You’re too small, you’re not scary enough, you’ll never be a
Scarer, Mike’s classmates tell him. He sets out to prove them wrong by studying
relentlessly and working hard to get into Monsters University. A student can
study all sorts of subjects at MU but anyone who’s anyone is in the Scare
Program. The terrifying, dragon-like Dean Hardscrabble (Helen Mirren)

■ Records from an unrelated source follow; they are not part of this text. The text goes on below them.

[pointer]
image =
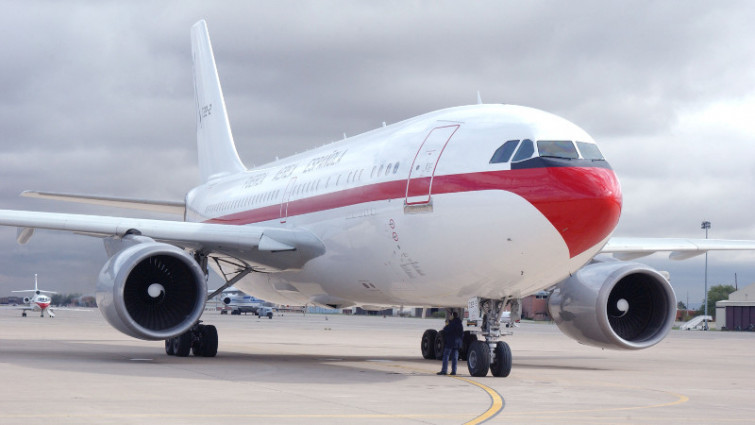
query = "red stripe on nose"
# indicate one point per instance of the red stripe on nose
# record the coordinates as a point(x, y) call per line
point(583, 204)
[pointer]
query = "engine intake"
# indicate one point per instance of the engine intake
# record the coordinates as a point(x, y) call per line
point(614, 305)
point(150, 290)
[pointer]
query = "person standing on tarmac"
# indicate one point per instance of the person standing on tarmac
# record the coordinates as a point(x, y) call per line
point(453, 333)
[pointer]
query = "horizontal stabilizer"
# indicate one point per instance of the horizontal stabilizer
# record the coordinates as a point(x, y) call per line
point(171, 207)
point(680, 249)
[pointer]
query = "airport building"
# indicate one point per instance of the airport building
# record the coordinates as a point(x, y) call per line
point(738, 312)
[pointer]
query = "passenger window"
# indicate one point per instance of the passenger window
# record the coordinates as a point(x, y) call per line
point(590, 151)
point(557, 149)
point(503, 154)
point(526, 149)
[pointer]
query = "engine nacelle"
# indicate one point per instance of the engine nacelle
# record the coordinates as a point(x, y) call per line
point(150, 290)
point(615, 305)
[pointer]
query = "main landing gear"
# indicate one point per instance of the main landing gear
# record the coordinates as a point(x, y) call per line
point(202, 340)
point(481, 356)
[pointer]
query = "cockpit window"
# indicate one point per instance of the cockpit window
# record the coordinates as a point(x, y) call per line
point(503, 154)
point(557, 149)
point(590, 151)
point(526, 149)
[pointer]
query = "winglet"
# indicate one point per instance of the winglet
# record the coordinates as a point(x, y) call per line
point(217, 151)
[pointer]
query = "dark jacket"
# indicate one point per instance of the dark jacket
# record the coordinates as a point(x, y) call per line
point(453, 333)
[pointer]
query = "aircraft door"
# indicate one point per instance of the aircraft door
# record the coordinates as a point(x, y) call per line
point(420, 181)
point(285, 198)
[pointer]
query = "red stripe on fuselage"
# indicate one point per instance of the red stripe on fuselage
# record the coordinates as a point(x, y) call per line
point(582, 203)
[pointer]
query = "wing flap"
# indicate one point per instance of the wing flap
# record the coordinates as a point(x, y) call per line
point(274, 248)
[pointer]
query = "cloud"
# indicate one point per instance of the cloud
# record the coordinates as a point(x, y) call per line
point(97, 97)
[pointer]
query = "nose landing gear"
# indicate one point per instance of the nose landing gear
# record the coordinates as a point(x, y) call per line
point(490, 354)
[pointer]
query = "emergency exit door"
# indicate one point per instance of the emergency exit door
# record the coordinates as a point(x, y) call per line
point(419, 184)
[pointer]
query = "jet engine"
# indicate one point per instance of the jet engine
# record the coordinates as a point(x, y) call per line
point(150, 290)
point(615, 305)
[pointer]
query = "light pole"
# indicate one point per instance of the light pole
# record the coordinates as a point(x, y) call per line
point(706, 226)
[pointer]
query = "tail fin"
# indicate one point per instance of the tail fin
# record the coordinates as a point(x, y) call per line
point(217, 151)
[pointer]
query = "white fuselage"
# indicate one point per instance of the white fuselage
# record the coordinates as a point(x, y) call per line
point(416, 214)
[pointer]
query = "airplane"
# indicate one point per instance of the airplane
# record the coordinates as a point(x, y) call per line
point(38, 301)
point(239, 302)
point(468, 207)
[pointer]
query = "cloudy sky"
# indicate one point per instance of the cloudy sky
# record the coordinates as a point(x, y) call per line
point(96, 97)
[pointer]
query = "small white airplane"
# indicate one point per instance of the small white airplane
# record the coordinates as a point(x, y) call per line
point(475, 206)
point(239, 302)
point(38, 301)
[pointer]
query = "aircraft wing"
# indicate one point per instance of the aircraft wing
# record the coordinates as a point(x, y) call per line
point(276, 248)
point(678, 248)
point(173, 207)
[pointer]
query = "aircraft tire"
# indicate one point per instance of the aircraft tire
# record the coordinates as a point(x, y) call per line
point(501, 367)
point(182, 344)
point(478, 359)
point(440, 344)
point(428, 344)
point(209, 341)
point(466, 340)
point(169, 347)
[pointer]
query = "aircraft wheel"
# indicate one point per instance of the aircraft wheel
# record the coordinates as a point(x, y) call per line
point(440, 344)
point(182, 344)
point(466, 341)
point(209, 341)
point(478, 359)
point(428, 344)
point(169, 347)
point(501, 365)
point(197, 344)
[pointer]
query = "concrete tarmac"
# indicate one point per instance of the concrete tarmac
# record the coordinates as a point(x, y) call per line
point(316, 369)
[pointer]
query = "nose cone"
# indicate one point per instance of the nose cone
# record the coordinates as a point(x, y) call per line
point(582, 203)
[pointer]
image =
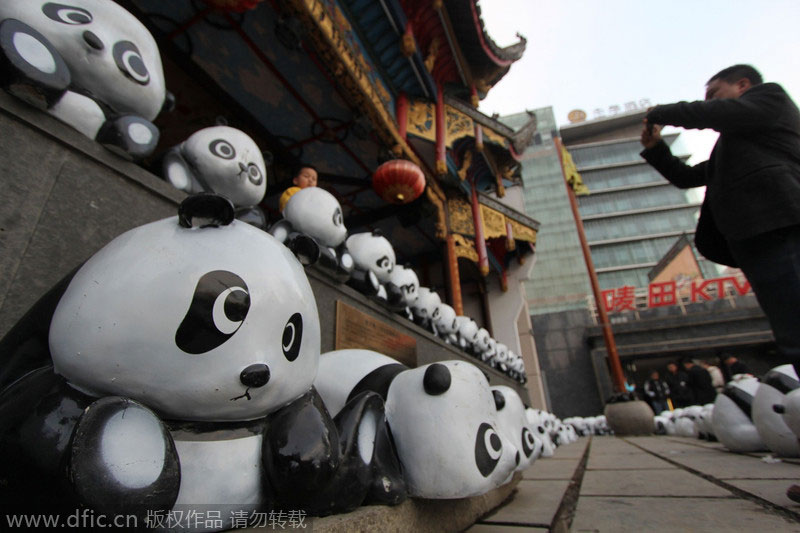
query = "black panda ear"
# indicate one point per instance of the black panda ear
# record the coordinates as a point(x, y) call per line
point(205, 210)
point(499, 400)
point(437, 379)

personally oversees the program. She interrupts Professor Knight’s (the always
professorial Alfred Molina) Scaring 101 class to lecture the incoming freshmen
on a strict, new exam at the end of their first semester. Fail it and you’re
out of the program.
That’s no sweat for James Sullivan (John Goodman), a shaggy,
blue-haired beast with a ferocious roar. Looking leaner than his older self in Monsters
Inc. (and in an inspired touch, styling the
fur on his head in a faux-hawk), Sully comes from a family of Scarers. He
assumes he’ll be able to coast through college on the legacy of his family
name.
A fierce rivalry forms between Mike and Sully, which ultimately
lands them in hot water with Hardscrabble. In order to redeem themselves, they
must team up and win the Scare Games, an annual tournament held by MU’s greek
life. Helping them is Oozma Kappa, the lamest monster frat on campus. These new
characters include the two-headed Terri and Terry (Sean Hayes and Dave Foley),
a many-eyed blob named Squishy (Peter Sohn), the oblong furry freak Art
(Charlie Day) and Don Carlton (Joel Murray), a former salesman with a moustache
shaped like bat wings who is going back to school to learn “the computers.”
The rivals-the-pals story is a bit familiar but it’s
executed well here and the pleasures of Monsters University are in the embellishments. There are endless sight
gags in this exquisitely animated film and the script is genuinely hilarious at
times. I continue to be impressed too with Pixar animators’ abilities to create
complex emotions on their characters’ faces. There are several key turning
points in the plot conveyed by a subtle glance or facial expression.
And it is this emotional sensitivity, a Pixar trademark for
nearly two decades now, that makes Monsters University such a satisfying experience. The script, written by
Daniel Gerson, Robert L. Baird and Dan Scanlon (who also directed the movie),
has no shortage of wit and humor but it also has heart. This is a compassionate
story about the importance of hard work and of realizing that your shortcomings
may actually be strengths if viewed from a different angle.
These are excellent, positive messages for a kid in the
audience and when these themes are expressed as gracefully as they are here,
they ring true no matter how old you are.